Demonstrating that there are always lessons that can be learned Business Events Victoria has undertaken some fundamental reforms in the past year.


And, while anecdotally at least some representative organisations in business are losing members in tight times, BEV has managed to expand its membership base and include more small to medium businesses in its marketing plans.
BEV Chair, Andrew Hiebl, explained how important it was for the organisation to listen, not only to the target market, but also to identify what stakeholders wanted… and that may not be what popular opinion suggests.
Take the recently published Regional Victorian Planners’ Guide as an example: Andrew explained that this hard copy publication that lists members, destinations and their business event offerings across the 10 regions, was not a ‘given’ to be published in the light of a general move to online marketing.
“Two years ago when we commenced our partnership with the state government we looked at how we had done things over the past 10 years – it was the same thing over and over. Among the questions we asked was whether people wanted a hard copy planners’ guide when online was so popular…well we discovered that the hard copy was still just as important. So this and other information we got back challenged how we did a lot of things,” he said.
He explained that instead of selling space in the guide and giving away a two year membership, ”we turned it on its head” and sold the benefits of BEV membership then sold the idea of cooperative marketing through the guide. “Membership grew, probably at a similar rate to our advertising revenues, which were up 45 per cent and over 90 per cent of members chose to advertise,” Mr Hiebl said.
A two-tier membership structure removed the barriers to entry for small to medium players who paid the same or a little less, while the larger members paid a little more.
Mr Hiebl said it was a difficult decision to get the board to agree to such a change. And also challenging was a decision to allow non-BEV members to be featured on the BEV website at no cost “but this was part of our partnership with the state government”.
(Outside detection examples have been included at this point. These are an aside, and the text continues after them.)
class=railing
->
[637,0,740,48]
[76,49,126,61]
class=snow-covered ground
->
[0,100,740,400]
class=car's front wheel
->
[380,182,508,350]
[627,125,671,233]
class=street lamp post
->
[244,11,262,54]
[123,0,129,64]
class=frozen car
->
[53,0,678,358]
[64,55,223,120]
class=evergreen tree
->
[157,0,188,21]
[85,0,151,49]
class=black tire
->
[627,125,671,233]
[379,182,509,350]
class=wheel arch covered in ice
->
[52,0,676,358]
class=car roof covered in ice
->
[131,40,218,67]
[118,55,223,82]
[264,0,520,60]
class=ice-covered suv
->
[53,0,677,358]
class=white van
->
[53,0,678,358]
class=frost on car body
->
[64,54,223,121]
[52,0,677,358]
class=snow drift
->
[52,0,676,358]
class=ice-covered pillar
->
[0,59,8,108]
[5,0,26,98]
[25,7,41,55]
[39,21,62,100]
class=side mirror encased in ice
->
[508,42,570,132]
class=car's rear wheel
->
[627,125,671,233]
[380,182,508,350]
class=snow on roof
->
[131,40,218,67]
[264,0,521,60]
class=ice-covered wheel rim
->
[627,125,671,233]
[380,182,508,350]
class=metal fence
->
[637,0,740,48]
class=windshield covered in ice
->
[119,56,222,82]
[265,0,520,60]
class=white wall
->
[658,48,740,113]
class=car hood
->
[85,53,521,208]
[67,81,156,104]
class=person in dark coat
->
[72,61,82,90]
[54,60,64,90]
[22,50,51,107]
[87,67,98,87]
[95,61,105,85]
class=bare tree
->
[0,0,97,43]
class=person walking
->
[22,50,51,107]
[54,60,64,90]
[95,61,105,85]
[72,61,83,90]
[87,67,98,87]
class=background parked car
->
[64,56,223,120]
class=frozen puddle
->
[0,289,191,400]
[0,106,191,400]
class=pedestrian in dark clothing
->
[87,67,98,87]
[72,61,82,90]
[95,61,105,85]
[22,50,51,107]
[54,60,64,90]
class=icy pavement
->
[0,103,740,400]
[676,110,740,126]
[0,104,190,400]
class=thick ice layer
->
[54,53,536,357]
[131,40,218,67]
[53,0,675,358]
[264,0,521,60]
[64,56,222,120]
“The website is there to provide updates to our guide, which has a two-year print life…and a lot of things can change over that period,” he said.
Wayne Lee, business development manager for BEV said the guide had been very well received since its launch in July by the Minister for Tourism and Major Events, Louise Asher.
He cited one sales call with a PCO who, when flicking through the guide, found a competitor property to the one he had originally chosen, and has since requested two proposals from the one property for 150+ delegate events.
Buyers have commented positively on the explanation of the regions of Victoria, including maps and a table showing fly/drive times between major cities. They also like the quick reference guide listing conference room capacities and accommodation at the start of each region, and in-house event planners like to keep a copy in a product library for staff to use.
Feedback from tradeshows, where printed material competes for space in your tote bag, was also positive on having one guide for the whole of the state’s regions with the ability to see features and capabilities rather than having to collect and then wade through separate guides for each region.